Nadine era tornata a casa con un occhio nero; ma quando la madre -avvisata da un vicino che aveva
assistito all’aggressione- le aveva chiesto spiegazioni, aveva negato l’accaduto e aveva raccontato di essere
caduta inciampando sul marciapiede. In seguito, aveva accennato al fatto che le sarebbe piaciuto cambiare
scuola; la madre non aveva però preso seriamente in considerazione questa possibilità, anche perché nel
quartiere non c'erano altre scuole medie. Nadine aveva quindi continuato a soffrire in silenzio,
addormentandosi piangendo quasi tutte le sere.

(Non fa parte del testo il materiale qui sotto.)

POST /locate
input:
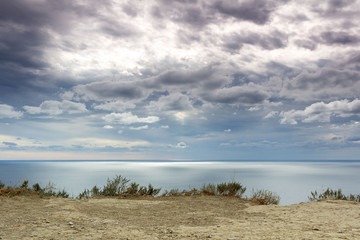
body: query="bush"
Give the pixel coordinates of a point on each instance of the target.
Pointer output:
(37, 188)
(172, 192)
(62, 194)
(116, 186)
(208, 189)
(230, 189)
(25, 184)
(2, 185)
(333, 194)
(264, 197)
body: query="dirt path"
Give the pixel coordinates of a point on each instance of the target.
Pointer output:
(200, 217)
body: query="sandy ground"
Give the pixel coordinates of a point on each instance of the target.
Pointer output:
(198, 217)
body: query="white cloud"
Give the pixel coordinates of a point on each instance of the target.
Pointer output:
(321, 112)
(128, 118)
(271, 114)
(139, 128)
(92, 143)
(7, 111)
(180, 145)
(52, 107)
(114, 106)
(7, 141)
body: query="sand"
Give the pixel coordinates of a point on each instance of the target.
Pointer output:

L'anno prima, Nadine si era iscritta a un liceo artistico, piena di speranza; ma anche se non era stata più
vittima di bullismo, i suoi sintomi erano peggiorati. La resistenza a uscire e affrontare situazioni sociali era
aumentata, così come la preoccupazione circa la sua incapacità di raggiungere un' indipendenza simile a
quella dei coetanei. Nadine aveva riferito che ultimamente passava interi weekend intrappolata in casa;
aveva persino paura di andare da sola a leggere nel parco poco lontano.

Per tutti questi anni i genitori avevano sperato che con il passare del tempo la “timidezza” della figlia si
sarebbe risolta spontaneamente; avevano cercato l'aiuto di uno psichiatra solo dopo il colloquio con un
insegnante, che aveva segnalato come l'ansia e l'isolamento sociale di Nadine il suo rendimento scolastico.
Parlando della madre, Nadine l'aveva descritta come una donna autoritaria, irritabile e aggressiva, di cui
aveva “un po' paura”. Il padre era un affermato commercialista che lavorava molto, e spesso rientrava in
casa tardi. Nadine diceva che anche lui era abbastanza timido in situazioni sociali (“mi assomiglia molto di
più”); a volte scherzavano insieme sul fatto che l'obiettivo principale delle loro serate era “non fare
arrabbiare la mamma”. Nadine aveva aggiunto che non aveva mai desiderato di diventare una persona
“neanche lontanamente simile” alla madre.